Director Kasi Lemmons (who had supporting roles in Candyman and The Silence of the Lambs before turning to directing) wrote the screenplay with Gregory Allen Howard (Remember the Titans) and the two manage to pack a lot of events into a trim 125 minutes.  Obviously, this can’t possibly cover everything of importance in Tubman’s life so audiences are given a surface skim of the next years as Tubman arrives in Philadelphia and meets William Still (Leslie Odom Jr., Murder on the Orient Express) the abolitionist that came to be known as the Father of the Underground Railroad.  She also takes a room in the boarding house of Marie (Janelle Monáe, Welcome to Marwen) a free-born black woman that hasn’t had the same struggles as Harriet but through her friendship comes to understand her pain.

While this film may get dinged a bit for it’s workmanlike way it moves through Tubman’s life events, I found the way Lemmons and Howard chose to focus on her accomplishments instead of her setbacks really refreshing.  So often with movies about the horror of slavery directors feel a need to wallow in the cruelty and ugliness of that abhorrent period in our American history.  Instead of having the obligatory vicious scene of a whipping or lynching, Lemmons and cinematographer John Toll (Cloud Atlas) catch us off guard when a character takes off their shirt and reveals their scars from a previous lashing.  Seeing these reminders that will never fully heal or when Harriet recounts a beating when she was young have more of an impact the way they are presented than if we were to bear witness to them play out in real time.  Same goes for the way Lemmons reserves the use of the “n” word to punctuate a character’s hate, not make it their defining manner of speech.

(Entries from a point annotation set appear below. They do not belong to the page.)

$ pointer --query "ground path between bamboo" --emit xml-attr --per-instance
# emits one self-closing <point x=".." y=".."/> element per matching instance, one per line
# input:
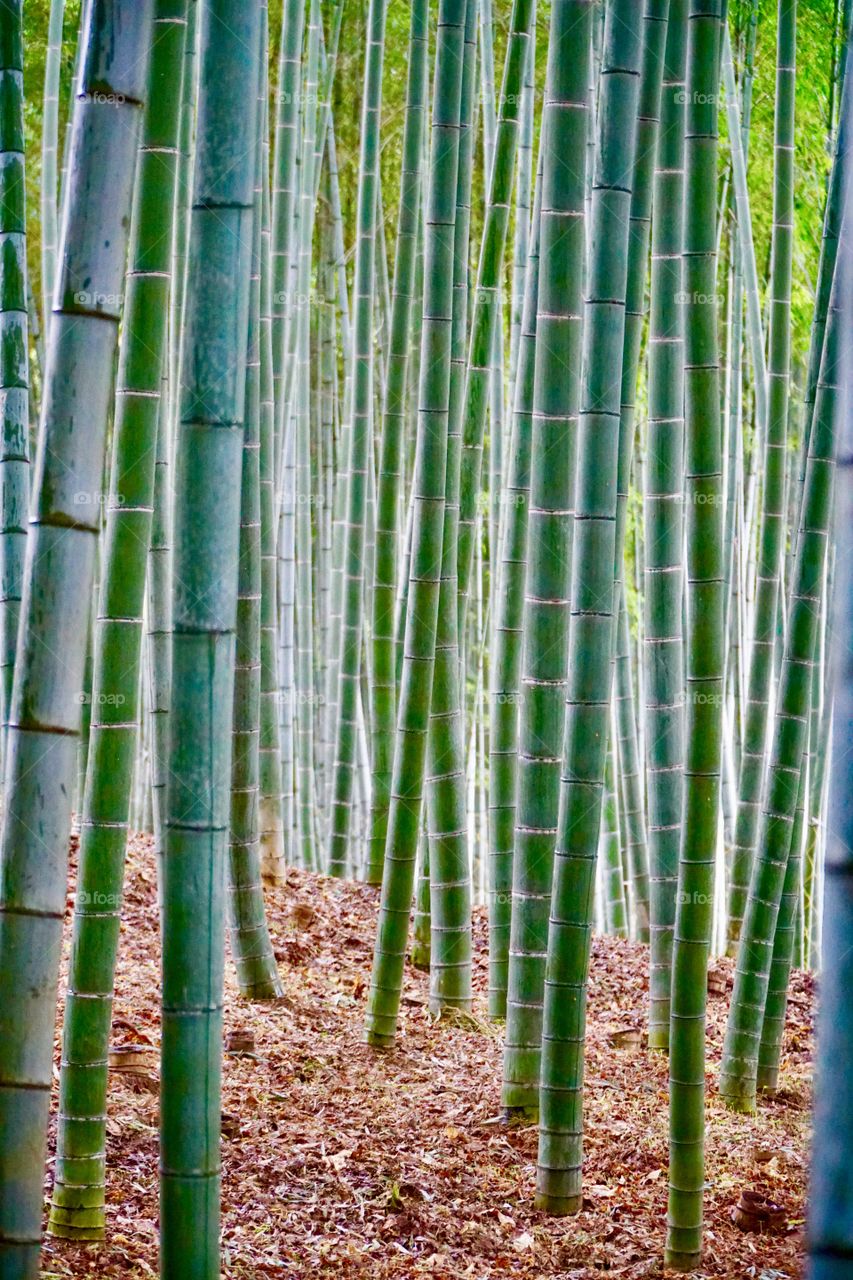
<point x="338" y="1161"/>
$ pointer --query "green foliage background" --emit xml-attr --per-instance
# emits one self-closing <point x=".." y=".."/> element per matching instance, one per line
<point x="817" y="22"/>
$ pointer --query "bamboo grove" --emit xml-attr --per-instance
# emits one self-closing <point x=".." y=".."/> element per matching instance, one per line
<point x="437" y="494"/>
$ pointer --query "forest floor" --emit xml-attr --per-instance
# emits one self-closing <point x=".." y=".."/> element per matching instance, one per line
<point x="338" y="1161"/>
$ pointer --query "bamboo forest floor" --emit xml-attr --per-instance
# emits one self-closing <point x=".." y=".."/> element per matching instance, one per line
<point x="341" y="1162"/>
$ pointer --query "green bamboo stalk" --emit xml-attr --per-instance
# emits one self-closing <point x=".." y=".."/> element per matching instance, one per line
<point x="356" y="474"/>
<point x="703" y="645"/>
<point x="430" y="465"/>
<point x="664" y="529"/>
<point x="159" y="574"/>
<point x="78" y="1196"/>
<point x="509" y="604"/>
<point x="635" y="845"/>
<point x="391" y="451"/>
<point x="548" y="543"/>
<point x="209" y="465"/>
<point x="270" y="817"/>
<point x="521" y="236"/>
<point x="615" y="905"/>
<point x="788" y="741"/>
<point x="487" y="298"/>
<point x="58" y="581"/>
<point x="301" y="426"/>
<point x="49" y="149"/>
<point x="284" y="190"/>
<point x="755" y="332"/>
<point x="783" y="958"/>
<point x="830" y="1212"/>
<point x="771" y="538"/>
<point x="250" y="942"/>
<point x="422" y="931"/>
<point x="14" y="374"/>
<point x="593" y="598"/>
<point x="450" y="876"/>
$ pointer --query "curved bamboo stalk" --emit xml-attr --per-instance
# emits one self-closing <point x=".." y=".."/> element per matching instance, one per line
<point x="664" y="528"/>
<point x="548" y="544"/>
<point x="450" y="876"/>
<point x="486" y="315"/>
<point x="58" y="584"/>
<point x="209" y="466"/>
<point x="771" y="538"/>
<point x="391" y="449"/>
<point x="78" y="1197"/>
<point x="14" y="373"/>
<point x="509" y="606"/>
<point x="250" y="942"/>
<point x="593" y="595"/>
<point x="703" y="645"/>
<point x="430" y="465"/>
<point x="49" y="152"/>
<point x="788" y="741"/>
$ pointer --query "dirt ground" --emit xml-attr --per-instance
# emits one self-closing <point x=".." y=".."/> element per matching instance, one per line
<point x="338" y="1161"/>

Lemmons and Howard also capitalize on Erivo’s talents as an award-winning singer and feature her gorgeous voice throughout the movie.  In addition to Erivo writing and performing a song over the closing credits there are carefully selected spirituals or call outs during the film that are moving in their sound but haunting in their purpose.  While I’m not sure how historically correct it is, I’d even say Lemmons and Howard seize some opportunities to turn Tubman into a bit of an action star, with Erivo slinging a gun and hauling off a few shots from the back of a horse.  I say more power to them because it only added to the audience’s appreciation to the film.  For each nuance they give Tubman (Erivo’s headstrong portrayal is a brilliant head-to-toe transformation you won’t be able to take your eyes off of) they seem to take two or three away from other actors like Alywn or country star Jennifer Nettles playing his deeply indoctrinated mother.  Though under no obligation to give depth to characters that offered little hope or free-thought to others, Lemmons and Howard have etched out little pieces of informed info about nearly everyone else that to have these two figures so blank is curious…or maybe it’s precisely the intent.

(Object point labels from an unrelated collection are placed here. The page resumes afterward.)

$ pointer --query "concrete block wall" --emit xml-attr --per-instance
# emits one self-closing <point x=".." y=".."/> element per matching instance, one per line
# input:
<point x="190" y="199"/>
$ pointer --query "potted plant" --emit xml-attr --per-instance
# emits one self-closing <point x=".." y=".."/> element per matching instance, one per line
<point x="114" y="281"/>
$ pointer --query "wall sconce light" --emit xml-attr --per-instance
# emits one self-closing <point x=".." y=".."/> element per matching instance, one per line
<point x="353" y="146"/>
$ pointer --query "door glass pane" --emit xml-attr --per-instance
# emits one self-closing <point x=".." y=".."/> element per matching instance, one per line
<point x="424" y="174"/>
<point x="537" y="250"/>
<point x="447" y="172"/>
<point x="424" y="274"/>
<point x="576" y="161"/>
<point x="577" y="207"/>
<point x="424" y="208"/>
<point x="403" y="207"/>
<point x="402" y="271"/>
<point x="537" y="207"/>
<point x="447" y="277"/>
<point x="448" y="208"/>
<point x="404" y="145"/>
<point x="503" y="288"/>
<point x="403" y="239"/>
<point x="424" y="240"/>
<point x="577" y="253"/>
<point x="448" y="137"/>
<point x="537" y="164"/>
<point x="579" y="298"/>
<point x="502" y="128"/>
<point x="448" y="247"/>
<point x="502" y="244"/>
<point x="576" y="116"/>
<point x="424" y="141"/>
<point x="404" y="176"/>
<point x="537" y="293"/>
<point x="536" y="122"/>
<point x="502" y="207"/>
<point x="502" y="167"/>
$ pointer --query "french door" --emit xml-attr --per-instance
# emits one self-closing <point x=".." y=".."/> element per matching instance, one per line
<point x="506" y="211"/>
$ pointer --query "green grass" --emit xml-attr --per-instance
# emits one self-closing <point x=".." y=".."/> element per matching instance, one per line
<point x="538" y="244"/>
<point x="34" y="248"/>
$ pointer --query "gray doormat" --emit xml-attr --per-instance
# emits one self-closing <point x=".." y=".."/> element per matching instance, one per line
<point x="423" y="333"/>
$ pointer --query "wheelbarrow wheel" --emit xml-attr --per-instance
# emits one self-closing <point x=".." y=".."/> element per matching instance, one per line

Since her feature directing debut in 1997 with the unforgettable Eve’s Bayou (rent it, trust me, just rent it), Lemmons has been a little hit or miss in her efforts but she’s scored another win with this engaging look into the life of one of the most important women, or person, in American history.  I’d likely have sat for another twenty minutes or so had Lemmons and Howard wanted to take a little more time in the middle or even at the end for a bit more of a measured wrap up of events.  It ended a little abruptly…or perhaps I just wasn’t quite ready to leave off in Tubman’s story.  Even if Harriet doesn’t quite dig as deep as it could have, it’s a captivating film made even more enthralling by a lead performance that truly soars.